Love Irresistibly by Julie James
Series: FBI/US Attorney #4
Published by Berkley/NAL Publishing Group on April 2, 2013
Genres: Contemporary, Romance
Buy at Amazon •
HE’S USED TO GETTING WHAT HE WANTS...
A former football star and one of Chicago’s top prosecutors, Assistant U.S. Attorney Cade Morgan will do anything to nail a corrupt state senator, which means he needs Brooke Parker’s help. As general counsel for a restaurant company, she can get a bug to the senator’s table at one of her five-star restaurants so the FBI can eavesdrop on him. All Cade has to do is convince Brooke to cooperate—and he’s not afraid to use a little charm, or the power of his office, to do just that.
AND WHAT HE WANTS IS HER.
A savvy businesswoman, Brooke knows she needs to play ball with the U.S. Attorney’s office—even if it means working with Cade. No doubt there’s a sizzling attraction beneath all their sarcastic quips, but Brooke is determined to keep things casual. Cade agrees—until a surprising turn of events throws his life into turmoil, and he realizes that he wants more than just a good time from the one woman with whom he could fall terrifyingly, irresistibly in love . . .

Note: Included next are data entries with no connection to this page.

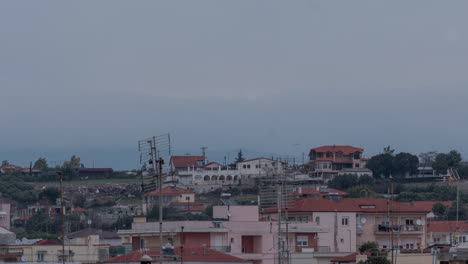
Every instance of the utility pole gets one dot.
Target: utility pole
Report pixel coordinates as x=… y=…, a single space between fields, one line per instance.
x=62 y=209
x=204 y=153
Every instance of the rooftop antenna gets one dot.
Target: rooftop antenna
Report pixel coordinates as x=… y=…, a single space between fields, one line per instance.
x=152 y=152
x=275 y=193
x=203 y=153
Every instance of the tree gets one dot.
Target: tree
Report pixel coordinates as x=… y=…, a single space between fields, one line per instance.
x=240 y=156
x=440 y=164
x=439 y=209
x=343 y=182
x=405 y=163
x=366 y=180
x=426 y=159
x=70 y=168
x=41 y=164
x=368 y=246
x=381 y=165
x=454 y=158
x=444 y=161
x=388 y=150
x=360 y=192
x=51 y=194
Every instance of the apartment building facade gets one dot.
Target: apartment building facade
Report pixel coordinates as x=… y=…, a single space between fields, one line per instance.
x=327 y=161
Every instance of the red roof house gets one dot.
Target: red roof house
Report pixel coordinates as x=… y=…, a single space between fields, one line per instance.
x=190 y=255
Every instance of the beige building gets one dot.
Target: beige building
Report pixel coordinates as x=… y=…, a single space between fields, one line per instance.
x=83 y=250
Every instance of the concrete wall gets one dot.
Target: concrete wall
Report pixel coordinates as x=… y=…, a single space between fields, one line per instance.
x=238 y=213
x=5 y=216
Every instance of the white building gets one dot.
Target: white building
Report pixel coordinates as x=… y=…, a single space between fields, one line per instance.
x=259 y=167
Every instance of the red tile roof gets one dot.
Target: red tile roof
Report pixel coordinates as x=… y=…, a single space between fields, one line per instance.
x=346 y=259
x=195 y=208
x=346 y=150
x=446 y=226
x=170 y=191
x=331 y=191
x=79 y=210
x=186 y=161
x=362 y=205
x=89 y=231
x=46 y=243
x=190 y=255
x=429 y=204
x=95 y=169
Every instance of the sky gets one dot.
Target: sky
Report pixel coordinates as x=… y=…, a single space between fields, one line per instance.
x=274 y=78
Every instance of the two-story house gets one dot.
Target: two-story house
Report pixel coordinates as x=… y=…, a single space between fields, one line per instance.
x=327 y=161
x=235 y=230
x=355 y=221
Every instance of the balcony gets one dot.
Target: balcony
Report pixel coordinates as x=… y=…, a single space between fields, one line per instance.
x=11 y=251
x=401 y=229
x=224 y=249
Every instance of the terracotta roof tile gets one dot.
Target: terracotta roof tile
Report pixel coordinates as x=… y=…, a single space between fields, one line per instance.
x=346 y=259
x=186 y=161
x=190 y=255
x=346 y=150
x=446 y=226
x=364 y=205
x=170 y=191
x=46 y=243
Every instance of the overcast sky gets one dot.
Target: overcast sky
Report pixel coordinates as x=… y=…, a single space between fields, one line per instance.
x=271 y=77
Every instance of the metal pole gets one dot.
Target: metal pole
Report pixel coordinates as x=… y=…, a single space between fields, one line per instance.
x=62 y=215
x=278 y=201
x=182 y=246
x=160 y=163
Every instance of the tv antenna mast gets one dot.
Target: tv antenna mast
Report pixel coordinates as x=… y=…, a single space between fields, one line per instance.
x=204 y=154
x=153 y=151
x=275 y=192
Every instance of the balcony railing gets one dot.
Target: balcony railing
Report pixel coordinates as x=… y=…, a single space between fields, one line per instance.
x=224 y=249
x=11 y=251
x=398 y=228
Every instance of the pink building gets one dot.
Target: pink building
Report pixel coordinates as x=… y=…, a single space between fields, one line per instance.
x=237 y=231
x=354 y=221
x=5 y=215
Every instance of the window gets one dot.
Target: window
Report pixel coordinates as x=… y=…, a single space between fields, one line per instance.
x=344 y=220
x=302 y=241
x=40 y=255
x=409 y=221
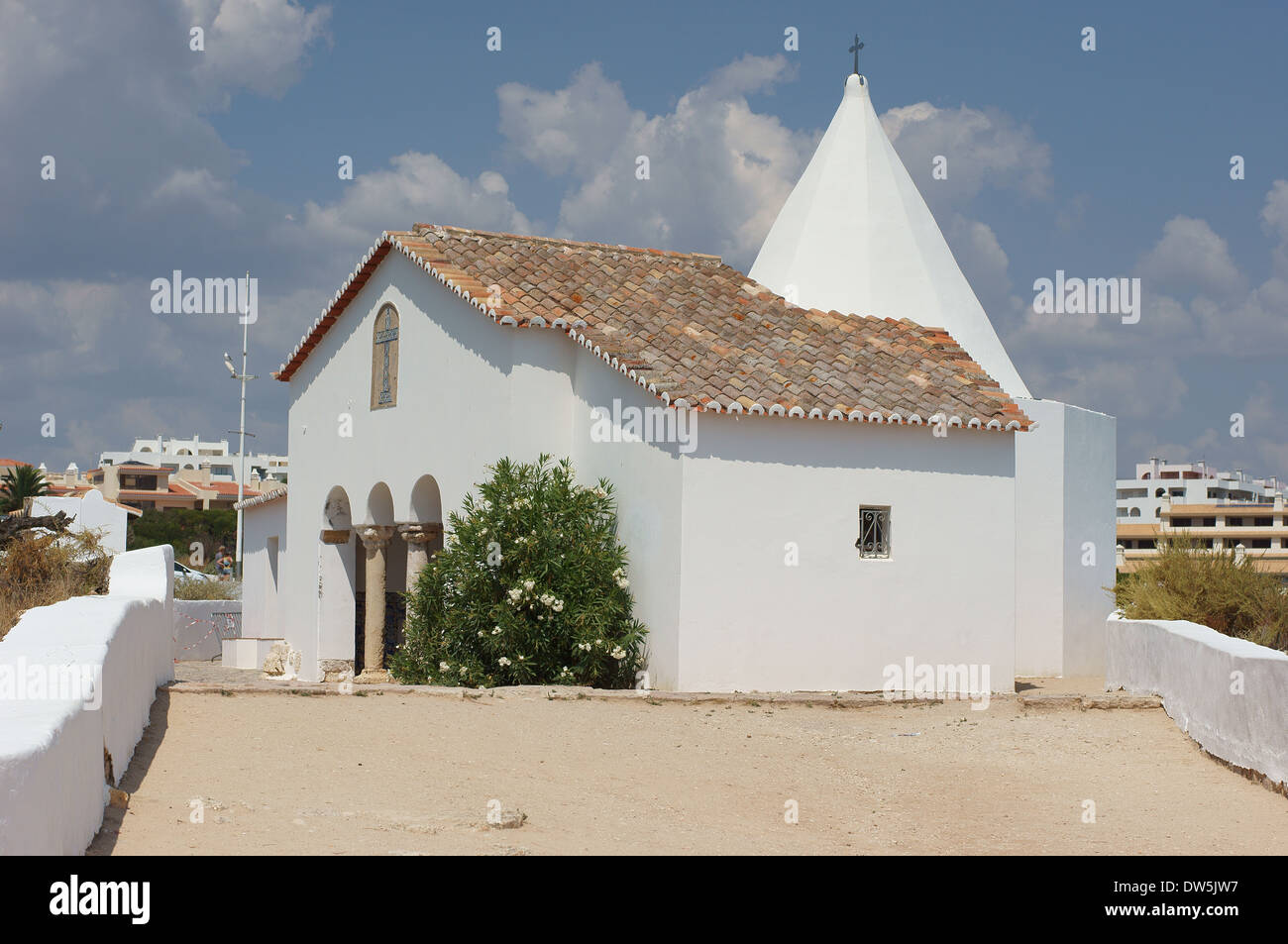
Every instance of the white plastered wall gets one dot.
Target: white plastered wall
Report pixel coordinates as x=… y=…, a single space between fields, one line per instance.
x=472 y=390
x=1064 y=472
x=835 y=621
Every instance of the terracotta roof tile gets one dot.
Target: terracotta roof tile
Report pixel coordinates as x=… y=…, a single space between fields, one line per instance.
x=692 y=329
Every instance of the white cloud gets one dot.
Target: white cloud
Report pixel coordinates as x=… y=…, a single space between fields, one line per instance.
x=719 y=171
x=1192 y=257
x=983 y=149
x=256 y=44
x=415 y=188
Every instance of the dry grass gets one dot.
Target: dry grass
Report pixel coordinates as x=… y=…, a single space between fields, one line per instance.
x=40 y=570
x=189 y=588
x=1210 y=587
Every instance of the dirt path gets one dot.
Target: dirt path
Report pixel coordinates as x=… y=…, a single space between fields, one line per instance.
x=390 y=773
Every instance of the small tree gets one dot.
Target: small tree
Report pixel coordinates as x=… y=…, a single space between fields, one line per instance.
x=20 y=483
x=531 y=588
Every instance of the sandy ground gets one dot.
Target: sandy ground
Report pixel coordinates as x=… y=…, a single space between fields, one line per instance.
x=398 y=773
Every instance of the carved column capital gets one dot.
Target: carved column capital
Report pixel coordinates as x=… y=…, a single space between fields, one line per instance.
x=419 y=532
x=375 y=537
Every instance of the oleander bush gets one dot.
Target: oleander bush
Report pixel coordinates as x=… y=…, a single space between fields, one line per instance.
x=1186 y=581
x=529 y=588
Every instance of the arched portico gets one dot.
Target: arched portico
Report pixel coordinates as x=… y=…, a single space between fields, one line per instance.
x=336 y=587
x=375 y=536
x=424 y=532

The final read in my Julie James glomming.
So. Now that I have read all the books in the FBI/US Attorney series, I can say that I found this book to be…one of the more boring of the group. It’s not really memorable so I had to go read the blurb to remind myself of who, what, when, where and how. O_o
And the biggest transgression? Plot Moppet! Accck! James gave me a plot moppet in the middle of a contemporary romance series that stars career singles with no children. Along with a “forgive family anything” ending. I almost threw up in my mouth. O_O
I read Love Irresistibly at a pretty fast clip – I want to say that I read the entire book within 12 hours. I have to admit that the pace would have been quite a bit faster – 6 hours or less – if the plot moppet had not reared its ugly head.
The majority of the book focuses on the heroine, Brooke Parker and the hero, Cade Morgan’s slowly developing relationship. I felt that this part of the book was pretty great. Both characters were great to read about and I really enjoyed their interactions. As will all of the Julie James books I have read, I really got a kick out of the sassy language and spirited dialogue.
When Brooke and Cade meet, sparks fly immediately. I loved the fact that the two didn’t start as friends – it took time for them to get past their initial animosity. I really enjoy romances that allow the couple to slowly get to know each other. Brooke and Cade started by being antagonistic towards each other as they slowly became friends (then lovers). They seemed to understand each other very well (as they are both attorneys) and I enjoyed watching them juggle a burgeoning relationship with high-powered careers.
Sadly, near the end the author decided that she would repair a broken relationship in Cade’s past. This required the use of the plot moppet and it killed the ending for me. I could see the plot moppet inspired solution a mile away and I wasn’t mistaken. If not for the BS ending I would have finished the book much earlier. I don’t know what it is with [some] authors and dealing with family. It just feels that whenever an author (especially a romance author) deals with family-related hardship – it always goes in one of two ways: a fairytale ending where all (no matter how bad) is forgiven and explained or said family (and family members) are made into caricatures of evil-incarnate. Both of these images are sooooo far from the truth. In reality, family is beautiful, wonderful, comforting and bursting with unconditional love and memories. And in reality family is dark and dirty, full of anger, resentment, abuse and the worse that humanity can offer. In other words – family is messy and complicated. Convoluted, if you will. And I get sick of the simplistic versions that we often get in [romance] books – they make me want to gag.
So. 2.5 stars rounded up to 3 stars (simply because I like Julie James). I do recommend this book – especially if you don’t have a problem with plot moppets.